If you’re traveling outside the U.S., read the CDC’s Health Notices first to get the latest updates on infectious diseases in various areas of the world. What you learn may affect your travel plans.

First Aid Kits

Prepare a first aid kit for the trip or purchase one from a commercial vendor. This is a sample list, as not all destinations require the same things.

  • 1% hydrocortisone cream
  • Ace wrap
  • Acetaminophen, aspirin, ibuprofen, or other medication for pain or fever
  • Address and phone numbers of area hospitals or clinics
  • Adhesive bandages
  • Aloe gel for sunburns
  • Antacid
  • Anti-anxiety medication
  • Antibacterial hand wipes (including child-safe) or alcohol-based hand sanitizer containing at least 60% alcohol
  • Antibacterial soap
  • Antibiotic for general use or travelers’ diarrhea (azithromycin, cefixime)
  • Antidiarrheal medication (e.g., bismuth subsalicylate, loperamide)
  • Antifungal and antibacterial ointments or creams
  • Antihistamine (such as Benadryl)
  • Antimalarial medications, if applicable
  • Anti-motion sickness medication
  • Commercial suture/syringe kits (to be used by local health-care provider with a letter from your prescribing physician on letterhead stationery)
  • Cotton-tipped applicators (such as Q-tips)
  • Cough suppressant/expectorant
  • Decongestant, alone or in combination with antihistamine
  • Diaper rash ointment
  • Digital thermometer
  • Epinephrine auto-injector (e.g., EpiPen), especially if anyone has a history of severe allergic reaction.
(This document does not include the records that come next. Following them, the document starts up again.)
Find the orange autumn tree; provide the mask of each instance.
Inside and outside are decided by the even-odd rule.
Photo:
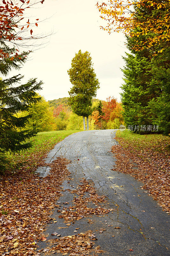
[[[107,101],[103,101],[102,111],[104,113],[103,118],[106,122],[110,120],[111,114],[116,107],[117,100],[110,96],[106,99]]]
[[[140,37],[134,49],[143,50],[146,46],[155,50],[160,42],[163,42],[161,52],[170,45],[170,1],[169,0],[108,0],[107,3],[97,4],[101,18],[107,24],[101,28],[110,34],[122,31],[131,37]]]

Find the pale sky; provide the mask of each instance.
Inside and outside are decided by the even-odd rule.
[[[103,23],[96,3],[94,0],[45,0],[38,6],[39,8],[28,9],[35,17],[34,20],[47,19],[33,29],[32,36],[45,35],[52,31],[53,34],[45,47],[31,54],[31,60],[19,73],[27,79],[35,77],[43,81],[43,89],[40,93],[46,100],[69,96],[68,91],[72,85],[67,70],[75,53],[81,49],[91,53],[100,83],[96,98],[106,100],[107,97],[114,96],[120,100],[120,86],[123,83],[120,68],[124,65],[121,56],[127,51],[125,38],[121,33],[109,35],[100,29]]]

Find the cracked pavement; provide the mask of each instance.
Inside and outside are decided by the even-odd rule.
[[[118,144],[114,139],[116,131],[96,130],[74,133],[57,144],[48,153],[46,163],[58,157],[71,161],[67,166],[71,173],[70,183],[67,180],[63,182],[63,196],[58,200],[61,202],[60,210],[64,202],[69,203],[67,206],[73,204],[74,195],[67,189],[76,188],[80,180],[86,179],[94,184],[99,196],[106,196],[107,202],[103,207],[114,210],[101,216],[89,215],[68,227],[64,219],[58,218],[60,214],[58,209],[54,210],[52,218],[57,222],[49,223],[47,227],[47,240],[56,238],[51,235],[54,232],[62,237],[72,236],[75,234],[76,228],[80,228],[80,233],[91,230],[96,233],[98,240],[94,245],[100,246],[103,255],[170,255],[167,249],[170,248],[169,216],[145,193],[146,190],[140,189],[142,182],[130,175],[114,171],[116,159],[111,150],[113,145]],[[49,167],[43,167],[37,172],[45,177],[49,170]],[[88,222],[89,219],[90,223]],[[114,228],[117,226],[121,228]],[[100,233],[102,228],[106,230]],[[41,249],[47,245],[41,241],[39,245]]]

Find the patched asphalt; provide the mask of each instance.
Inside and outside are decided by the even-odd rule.
[[[49,234],[47,241],[56,237],[51,235],[54,232],[60,234],[61,237],[72,236],[75,234],[75,228],[80,228],[80,233],[90,230],[95,233],[98,240],[95,241],[94,246],[100,246],[104,251],[99,255],[170,255],[168,249],[170,248],[169,216],[145,193],[146,190],[140,189],[143,183],[130,175],[114,170],[116,159],[111,150],[112,146],[118,144],[114,139],[115,133],[113,130],[74,133],[58,143],[48,154],[46,163],[51,163],[58,157],[71,161],[67,166],[71,173],[70,183],[67,180],[63,182],[64,191],[58,199],[60,209],[64,202],[69,203],[67,206],[73,205],[74,194],[67,190],[75,188],[81,179],[86,179],[94,184],[99,196],[106,197],[107,202],[103,207],[114,210],[101,216],[89,215],[68,227],[64,219],[58,218],[60,213],[56,208],[52,218],[57,222],[48,224],[45,232]],[[37,171],[45,177],[49,171],[49,167],[43,167]],[[121,228],[114,228],[117,226]],[[102,228],[106,230],[100,233]],[[39,243],[40,249],[46,247],[47,241]]]

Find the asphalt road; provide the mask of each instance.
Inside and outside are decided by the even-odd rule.
[[[91,230],[96,233],[98,240],[95,245],[100,245],[104,250],[103,255],[170,255],[167,249],[170,248],[169,216],[144,193],[146,190],[140,189],[143,183],[130,175],[111,170],[116,164],[111,152],[112,146],[117,144],[114,139],[115,134],[115,130],[112,130],[74,133],[57,144],[48,154],[46,163],[58,156],[71,161],[67,166],[73,179],[69,185],[76,187],[80,179],[92,181],[98,195],[106,197],[106,207],[115,210],[103,217],[93,215],[84,218],[60,229],[58,227],[67,226],[63,219],[57,218],[60,213],[55,210],[52,217],[58,222],[49,224],[46,232],[49,234],[48,239],[54,238],[50,235],[54,232],[62,236],[75,235],[75,228],[80,228],[80,232]],[[48,170],[42,168],[38,171],[44,176]],[[70,188],[67,181],[63,187],[65,189]],[[67,190],[63,194],[59,199],[61,204],[67,201],[68,205],[72,205],[73,194]],[[90,223],[87,222],[89,219],[92,220]],[[114,228],[117,226],[121,228]],[[106,229],[102,234],[99,233],[101,228]],[[45,248],[46,244],[41,242],[39,245]]]

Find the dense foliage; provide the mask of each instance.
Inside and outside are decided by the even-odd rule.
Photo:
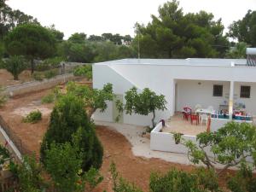
[[[206,172],[204,169],[197,169],[192,173],[174,168],[166,174],[153,172],[149,187],[152,192],[220,191],[214,172]]]
[[[256,128],[247,123],[227,123],[215,132],[202,132],[196,136],[197,146],[191,140],[180,140],[185,145],[189,160],[194,164],[203,163],[208,168],[223,165],[218,174],[230,166],[246,162],[247,157],[255,154]],[[207,148],[210,148],[211,155]],[[212,156],[213,155],[213,156]]]
[[[18,179],[18,189],[20,192],[40,192],[45,189],[42,177],[43,168],[34,156],[25,156],[21,165],[13,170]]]
[[[24,55],[31,61],[32,73],[35,59],[46,59],[55,52],[55,39],[51,32],[38,24],[23,24],[9,32],[4,39],[7,52]]]
[[[37,110],[29,113],[29,114],[23,119],[23,122],[35,124],[41,119],[42,119],[42,113],[39,110]]]
[[[81,181],[82,157],[69,143],[52,143],[46,150],[45,168],[50,174],[55,189],[60,192],[84,191]]]
[[[14,10],[5,3],[6,0],[0,0],[0,41],[12,29],[24,23],[38,23],[36,19],[27,15],[20,10]]]
[[[84,65],[79,66],[73,70],[74,76],[83,76],[87,78],[87,79],[92,79],[92,66],[91,65]]]
[[[106,84],[102,90],[98,90],[69,82],[67,89],[68,93],[73,94],[84,101],[89,118],[97,109],[104,112],[108,108],[107,102],[113,101],[115,97],[111,84]]]
[[[246,15],[229,26],[229,36],[239,42],[256,46],[256,11],[248,10]]]
[[[27,68],[27,63],[23,56],[14,55],[3,61],[3,68],[12,73],[15,80],[19,80],[19,74]]]
[[[165,96],[156,95],[155,92],[150,90],[148,88],[145,88],[139,93],[137,89],[133,87],[125,92],[125,104],[124,109],[126,113],[131,114],[135,113],[141,115],[148,115],[152,113],[153,127],[155,126],[155,112],[157,110],[163,111],[166,109]]]
[[[3,107],[7,101],[7,96],[4,90],[5,89],[0,85],[0,108]]]
[[[79,128],[82,139],[79,153],[82,153],[83,171],[91,166],[100,168],[102,162],[103,150],[98,140],[94,125],[90,121],[84,111],[83,101],[72,94],[61,96],[55,102],[50,115],[49,129],[41,145],[41,160],[45,165],[46,150],[52,143],[73,143],[73,134]]]
[[[184,14],[176,0],[159,8],[146,26],[137,25],[136,45],[143,58],[223,57],[229,41],[221,19],[205,11]]]

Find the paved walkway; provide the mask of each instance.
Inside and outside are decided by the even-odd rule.
[[[145,131],[144,127],[102,121],[96,121],[95,123],[96,125],[108,126],[108,129],[114,130],[124,135],[132,145],[132,153],[136,156],[143,156],[145,158],[159,158],[169,162],[192,165],[188,160],[187,154],[175,154],[151,150],[150,140],[147,137],[142,137],[142,133]]]
[[[134,155],[145,158],[157,158],[169,162],[179,163],[183,165],[194,165],[188,160],[187,154],[177,154],[162,151],[154,151],[150,149],[150,140],[142,137],[142,133],[145,132],[143,126],[136,126],[132,125],[125,125],[118,123],[111,123],[106,121],[95,121],[96,125],[107,126],[110,130],[116,131],[124,135],[132,145],[131,150]],[[194,165],[195,166],[195,165]],[[204,166],[199,164],[196,166]],[[222,165],[215,165],[217,168],[223,168]],[[236,167],[231,167],[232,170],[237,170]],[[256,171],[254,171],[256,172]]]

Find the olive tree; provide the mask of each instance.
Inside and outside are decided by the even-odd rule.
[[[247,158],[255,156],[256,128],[247,123],[227,123],[215,132],[202,132],[196,136],[198,145],[191,140],[184,140],[178,133],[174,134],[177,143],[188,148],[189,160],[194,164],[203,163],[208,169],[217,170],[220,175],[231,166],[247,162]],[[210,149],[211,154],[207,151]]]
[[[55,52],[55,38],[52,32],[33,23],[16,26],[6,35],[4,43],[9,55],[24,55],[31,61],[32,73],[35,59],[50,57]]]
[[[67,92],[74,94],[84,101],[89,118],[90,118],[93,113],[97,109],[101,112],[104,112],[108,108],[107,102],[113,101],[115,97],[111,84],[106,84],[102,90],[99,90],[70,82],[67,84]]]
[[[27,67],[26,61],[20,55],[11,56],[3,61],[3,68],[12,73],[15,80],[19,80],[19,74]]]
[[[132,87],[125,92],[125,99],[126,101],[124,109],[126,113],[138,113],[142,115],[153,114],[152,126],[155,126],[155,112],[157,110],[166,109],[166,101],[165,96],[156,95],[155,92],[145,88],[141,93],[136,87]]]
[[[91,166],[100,168],[102,163],[103,149],[98,140],[95,125],[88,119],[84,102],[76,96],[67,93],[60,96],[50,115],[49,129],[41,145],[41,160],[45,166],[46,151],[52,143],[71,143],[73,135],[80,130],[81,139],[78,145],[82,154],[82,169],[88,171]]]

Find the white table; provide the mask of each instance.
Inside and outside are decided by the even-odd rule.
[[[201,114],[212,114],[214,113],[214,111],[207,109],[207,108],[197,108],[195,110],[196,113],[201,113]]]

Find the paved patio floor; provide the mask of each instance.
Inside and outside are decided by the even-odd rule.
[[[197,125],[195,122],[191,125],[190,120],[183,119],[183,114],[175,114],[166,121],[166,126],[163,127],[162,131],[180,132],[184,135],[196,136],[201,132],[207,131],[207,125],[205,123],[201,125],[201,122]]]

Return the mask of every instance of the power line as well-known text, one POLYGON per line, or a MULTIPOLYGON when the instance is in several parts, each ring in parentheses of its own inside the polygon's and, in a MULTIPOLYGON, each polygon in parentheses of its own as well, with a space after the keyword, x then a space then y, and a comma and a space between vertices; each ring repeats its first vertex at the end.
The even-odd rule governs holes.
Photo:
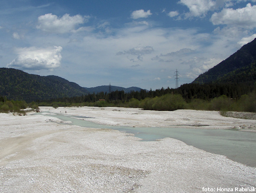
POLYGON ((174 77, 175 77, 175 79, 176 81, 176 87, 175 88, 177 88, 178 87, 178 82, 180 79, 178 78, 180 77, 180 75, 179 75, 179 72, 178 71, 177 69, 176 69, 176 71, 175 71, 175 74, 174 75, 174 77))

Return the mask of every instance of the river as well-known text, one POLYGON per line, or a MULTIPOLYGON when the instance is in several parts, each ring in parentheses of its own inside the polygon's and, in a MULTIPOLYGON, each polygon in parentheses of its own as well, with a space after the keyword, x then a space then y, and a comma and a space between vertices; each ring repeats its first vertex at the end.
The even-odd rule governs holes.
POLYGON ((89 117, 85 116, 58 114, 44 115, 72 122, 65 124, 87 128, 114 129, 133 133, 136 137, 141 139, 142 142, 171 137, 208 152, 223 155, 236 162, 256 167, 256 132, 233 130, 109 126, 86 121, 85 119, 89 117))

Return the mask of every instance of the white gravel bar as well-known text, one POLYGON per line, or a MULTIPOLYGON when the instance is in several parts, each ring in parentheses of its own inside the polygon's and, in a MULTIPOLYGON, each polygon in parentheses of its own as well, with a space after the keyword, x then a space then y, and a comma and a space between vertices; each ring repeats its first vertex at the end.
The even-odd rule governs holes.
MULTIPOLYGON (((223 117, 217 111, 40 109, 93 117, 86 120, 110 125, 256 127, 255 120, 223 117)), ((176 139, 140 141, 131 134, 60 124, 61 120, 42 115, 0 114, 0 193, 256 191, 256 168, 176 139)))

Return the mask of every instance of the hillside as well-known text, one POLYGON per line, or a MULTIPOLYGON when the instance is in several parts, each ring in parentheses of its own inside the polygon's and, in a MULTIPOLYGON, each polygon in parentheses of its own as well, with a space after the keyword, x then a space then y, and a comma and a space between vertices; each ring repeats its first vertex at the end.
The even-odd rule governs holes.
POLYGON ((192 82, 224 83, 256 81, 256 38, 192 82))
MULTIPOLYGON (((111 87, 111 91, 129 92, 140 89, 137 87, 111 87)), ((30 102, 109 91, 109 86, 83 88, 56 76, 41 76, 14 68, 0 68, 0 96, 6 96, 9 99, 30 102)))
MULTIPOLYGON (((108 93, 109 92, 110 86, 99 86, 96 87, 92 88, 84 87, 84 88, 86 89, 88 92, 91 94, 93 93, 97 93, 101 92, 104 92, 104 93, 107 92, 108 93)), ((120 86, 112 86, 112 85, 110 86, 111 92, 116 91, 124 91, 125 93, 129 93, 131 91, 140 91, 140 89, 141 89, 141 88, 136 87, 125 88, 123 87, 121 87, 120 86)))
POLYGON ((85 88, 60 77, 41 76, 13 68, 0 68, 0 96, 9 99, 30 102, 86 93, 85 88))

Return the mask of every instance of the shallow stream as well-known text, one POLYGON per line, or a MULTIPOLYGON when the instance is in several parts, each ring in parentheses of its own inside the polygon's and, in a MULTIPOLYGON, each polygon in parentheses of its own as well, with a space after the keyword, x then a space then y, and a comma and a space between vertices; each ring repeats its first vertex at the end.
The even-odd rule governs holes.
POLYGON ((68 123, 70 125, 114 129, 133 133, 141 138, 142 141, 171 137, 208 152, 223 155, 236 162, 256 167, 256 132, 222 129, 109 126, 86 121, 84 119, 90 117, 86 116, 58 114, 43 115, 56 117, 63 121, 71 121, 71 123, 68 123))

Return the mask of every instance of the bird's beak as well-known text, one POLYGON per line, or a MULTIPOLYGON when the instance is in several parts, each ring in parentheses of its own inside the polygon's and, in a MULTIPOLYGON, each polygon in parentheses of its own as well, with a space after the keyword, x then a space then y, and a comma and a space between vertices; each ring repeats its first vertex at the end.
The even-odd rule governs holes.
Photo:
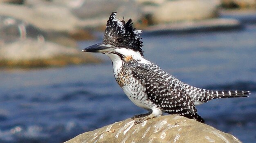
POLYGON ((113 48, 113 46, 110 44, 106 44, 104 43, 101 43, 89 46, 82 50, 82 51, 92 53, 104 53, 112 51, 113 48))

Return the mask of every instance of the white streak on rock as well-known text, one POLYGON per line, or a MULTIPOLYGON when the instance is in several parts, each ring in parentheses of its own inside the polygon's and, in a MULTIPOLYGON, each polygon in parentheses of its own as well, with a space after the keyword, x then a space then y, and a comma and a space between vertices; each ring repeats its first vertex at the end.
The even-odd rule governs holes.
POLYGON ((176 143, 176 141, 179 140, 179 138, 180 138, 180 134, 177 134, 176 135, 176 136, 175 136, 175 138, 174 138, 174 141, 173 141, 174 143, 176 143))
MULTIPOLYGON (((118 138, 118 136, 119 135, 119 134, 120 134, 121 132, 122 132, 122 131, 123 131, 123 130, 124 130, 125 129, 126 129, 127 127, 128 126, 130 126, 131 125, 132 125, 132 126, 133 126, 133 124, 134 124, 134 121, 132 120, 130 122, 129 122, 127 123, 126 123, 124 126, 123 127, 121 128, 120 130, 119 130, 118 131, 118 132, 117 132, 117 134, 116 135, 115 137, 116 138, 118 138)), ((130 129, 129 129, 130 130, 130 129)), ((126 131, 127 132, 127 131, 126 131)))
POLYGON ((181 116, 175 116, 174 118, 173 119, 175 120, 177 120, 177 119, 180 119, 180 118, 181 118, 181 116))
POLYGON ((160 136, 160 138, 162 139, 164 139, 164 138, 166 136, 166 134, 165 133, 165 132, 163 131, 162 133, 161 134, 161 136, 160 136))
POLYGON ((112 126, 113 126, 113 125, 110 125, 109 126, 108 126, 108 127, 107 128, 107 129, 106 129, 106 132, 109 132, 109 131, 110 130, 110 129, 111 129, 111 128, 112 128, 112 126))
POLYGON ((181 130, 181 129, 182 129, 182 128, 180 128, 178 129, 178 132, 180 131, 180 130, 181 130))
POLYGON ((134 122, 132 122, 132 124, 130 124, 130 125, 129 127, 128 127, 128 128, 127 128, 127 129, 126 130, 125 130, 124 132, 124 134, 126 134, 126 132, 128 132, 128 131, 131 128, 132 128, 132 127, 133 126, 133 125, 134 124, 134 122))
POLYGON ((154 137, 153 137, 153 138, 151 139, 150 140, 150 141, 149 141, 148 142, 148 143, 151 143, 153 142, 153 140, 154 140, 154 139, 156 139, 157 137, 155 136, 154 137))
POLYGON ((166 128, 166 129, 168 130, 168 129, 171 129, 172 128, 173 128, 179 127, 180 125, 171 125, 170 124, 168 124, 167 125, 167 126, 168 127, 167 127, 167 128, 166 128))
POLYGON ((146 134, 148 133, 148 131, 150 129, 150 127, 149 127, 149 128, 148 128, 147 130, 146 130, 146 131, 145 132, 145 133, 144 133, 144 134, 143 134, 143 136, 142 136, 142 138, 144 138, 145 137, 145 136, 146 136, 146 134))
POLYGON ((104 137, 104 136, 105 136, 105 134, 104 133, 102 133, 102 134, 101 134, 101 135, 100 136, 99 136, 99 138, 100 139, 102 139, 103 138, 103 137, 104 137))
POLYGON ((216 131, 213 131, 212 132, 214 134, 216 135, 218 137, 220 138, 220 139, 223 140, 223 141, 224 141, 225 143, 229 143, 229 142, 227 139, 226 139, 223 136, 222 136, 222 134, 216 131))
POLYGON ((142 122, 141 124, 141 127, 144 127, 146 125, 146 124, 147 123, 147 120, 145 121, 144 121, 142 122))
POLYGON ((213 139, 210 138, 209 136, 204 136, 204 138, 208 140, 208 141, 210 143, 213 143, 215 142, 215 140, 213 139))

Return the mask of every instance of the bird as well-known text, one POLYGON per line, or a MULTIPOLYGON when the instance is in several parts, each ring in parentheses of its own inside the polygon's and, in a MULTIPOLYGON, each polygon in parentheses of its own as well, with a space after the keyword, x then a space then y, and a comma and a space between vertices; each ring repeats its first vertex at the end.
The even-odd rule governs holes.
POLYGON ((245 91, 211 91, 190 86, 164 71, 144 58, 140 37, 141 30, 117 18, 112 12, 108 19, 102 43, 82 51, 99 52, 112 61, 114 76, 129 99, 148 110, 135 115, 134 124, 157 117, 163 113, 177 114, 204 123, 195 106, 216 98, 248 97, 245 91))

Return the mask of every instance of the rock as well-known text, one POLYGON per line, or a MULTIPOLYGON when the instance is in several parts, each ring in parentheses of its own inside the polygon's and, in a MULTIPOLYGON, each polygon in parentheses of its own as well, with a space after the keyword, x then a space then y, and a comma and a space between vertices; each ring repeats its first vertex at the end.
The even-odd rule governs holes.
POLYGON ((78 27, 80 20, 67 8, 42 5, 29 7, 8 4, 0 5, 0 15, 20 19, 45 31, 67 32, 78 27))
POLYGON ((239 29, 243 27, 239 21, 234 19, 214 18, 178 23, 159 24, 144 29, 144 34, 200 32, 239 29))
POLYGON ((222 0, 222 5, 227 8, 252 8, 256 7, 255 0, 222 0))
POLYGON ((76 48, 31 38, 0 44, 1 67, 62 66, 100 61, 76 48))
POLYGON ((166 1, 147 11, 155 23, 176 22, 216 17, 220 4, 219 0, 166 1))
POLYGON ((0 0, 0 3, 9 3, 15 4, 22 4, 24 0, 0 0))
POLYGON ((134 126, 131 119, 81 134, 65 143, 241 143, 231 134, 195 120, 162 116, 134 126))

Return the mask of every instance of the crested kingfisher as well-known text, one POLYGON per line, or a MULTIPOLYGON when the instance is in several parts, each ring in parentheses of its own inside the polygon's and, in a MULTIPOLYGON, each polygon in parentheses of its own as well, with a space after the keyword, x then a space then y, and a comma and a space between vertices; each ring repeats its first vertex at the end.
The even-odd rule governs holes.
POLYGON ((156 117, 163 112, 177 114, 202 123, 195 106, 213 99, 248 97, 249 91, 210 91, 191 86, 179 80, 144 58, 140 30, 132 20, 127 22, 113 12, 107 22, 102 43, 83 52, 100 52, 112 61, 114 76, 129 99, 149 112, 135 115, 135 124, 156 117))

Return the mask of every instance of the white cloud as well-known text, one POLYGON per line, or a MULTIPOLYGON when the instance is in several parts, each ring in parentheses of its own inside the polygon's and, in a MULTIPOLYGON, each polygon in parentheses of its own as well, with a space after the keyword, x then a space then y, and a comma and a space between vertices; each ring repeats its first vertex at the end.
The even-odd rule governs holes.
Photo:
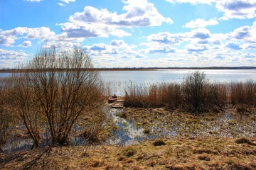
POLYGON ((26 1, 31 1, 31 2, 40 2, 43 1, 43 0, 26 0, 26 1))
POLYGON ((238 42, 228 42, 226 43, 225 47, 232 50, 242 50, 242 47, 238 42))
POLYGON ((204 19, 198 18, 195 21, 191 21, 189 23, 186 23, 183 27, 196 28, 205 28, 208 26, 215 26, 218 24, 218 22, 215 19, 210 19, 209 21, 205 21, 204 19))
POLYGON ((122 30, 137 26, 156 26, 162 23, 173 23, 170 18, 164 18, 147 0, 123 1, 125 13, 117 14, 107 9, 85 6, 82 12, 77 12, 69 18, 69 22, 59 24, 68 38, 129 36, 122 30))
POLYGON ((23 52, 8 51, 0 48, 0 68, 15 67, 28 56, 23 52))
POLYGON ((23 42, 22 42, 22 44, 20 46, 23 47, 31 47, 31 45, 32 43, 31 41, 23 41, 23 42))
POLYGON ((166 1, 175 4, 175 3, 189 3, 193 5, 198 4, 211 4, 215 0, 166 0, 166 1))
POLYGON ((255 0, 166 0, 170 3, 189 3, 193 5, 198 4, 215 4, 215 8, 224 13, 220 19, 228 18, 253 18, 256 16, 255 0))
POLYGON ((61 6, 67 6, 66 4, 65 4, 63 3, 61 3, 61 2, 58 2, 58 4, 59 4, 61 6))
POLYGON ((45 40, 53 38, 54 35, 55 33, 46 27, 34 28, 17 27, 8 30, 0 30, 0 45, 11 46, 15 43, 18 38, 45 40))
POLYGON ((75 0, 60 0, 60 1, 66 3, 66 4, 69 4, 70 2, 75 2, 75 0))
POLYGON ((256 16, 256 1, 255 0, 218 1, 216 8, 224 12, 228 18, 252 18, 256 16))

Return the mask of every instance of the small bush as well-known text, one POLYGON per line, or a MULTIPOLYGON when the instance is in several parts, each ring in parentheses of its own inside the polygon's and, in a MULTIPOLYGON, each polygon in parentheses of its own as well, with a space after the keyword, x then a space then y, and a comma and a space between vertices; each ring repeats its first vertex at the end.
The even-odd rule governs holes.
POLYGON ((244 144, 244 143, 246 143, 246 144, 248 144, 250 145, 254 145, 255 146, 256 144, 252 142, 252 141, 250 141, 249 139, 247 138, 245 138, 245 137, 241 137, 241 138, 239 138, 238 140, 235 140, 235 142, 237 144, 244 144))
POLYGON ((166 145, 166 143, 164 142, 164 141, 163 141, 162 140, 158 139, 156 140, 154 142, 153 142, 153 145, 156 147, 156 146, 162 146, 162 145, 166 145))
POLYGON ((123 150, 123 155, 127 157, 131 157, 134 156, 137 152, 137 151, 134 147, 128 147, 123 150))
POLYGON ((202 161, 210 161, 210 158, 207 155, 199 155, 198 157, 198 159, 202 161))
Also available in smaller-dose package for children.
  • First aid quick reference card
  • Gauze
  • Ground sheet (water- and insect-proof)
  • High-altitude preventive medication
  • Insect repellent containing DEET (up to 50%)
  • Latex condoms
  • Laxative (mild)
  • Lice treatment (topical)
  • Lubricating eye drops
  • Malaria prophylaxis and standby treatment, as required by itinerary
  • Medications that the child has used in the past year
  • Moleskin for blisters
  • Mosquito netting, if applicable
  • Oral rehydration solution (ORS) packets
  • Personal prescription medications in their original containers (carry copies of all prescriptions, including the generic names for medications, and a note from the prescribing physician on letterhead stationery for controlled substances and injectable medications)
  • Safe water
  • Scabies topical ointment
  • Sedative (mild) or other sleep aid
  • Snacks
  • Sunscreen (preferably SPF 15 or greater)
  • Throat lozenges
  • Tweezers
  • Water purification tablets

Discuss with your family’s pediatrician any special needs your children might have that require you to prepare beyond this basic list. Also, your pediatrician may be able to give you sample sizes of antibiotics and other meds that may be useful for your kit.

Health Insurance

Before traveling, check your health insurance policy to see what it pays for. It will probable reimburse you for most of the cost of emergency medical care abroad, excluding any deductible or co-payment. For non-emergency care overseas, you may be covered, but check with your health plan about this before you leave home. Failure to get authorization may mean denial of reimbursement.

Travel Regulations

Check travel regulations and carry what you can onboard the plane, particularly prescription medication. Put the rest in your checked baggage. Put your first aid kit in a fanny pack or backpack that you take with you everywhere you go. There’s no sense bringing the kit if you don’t have it when you need it.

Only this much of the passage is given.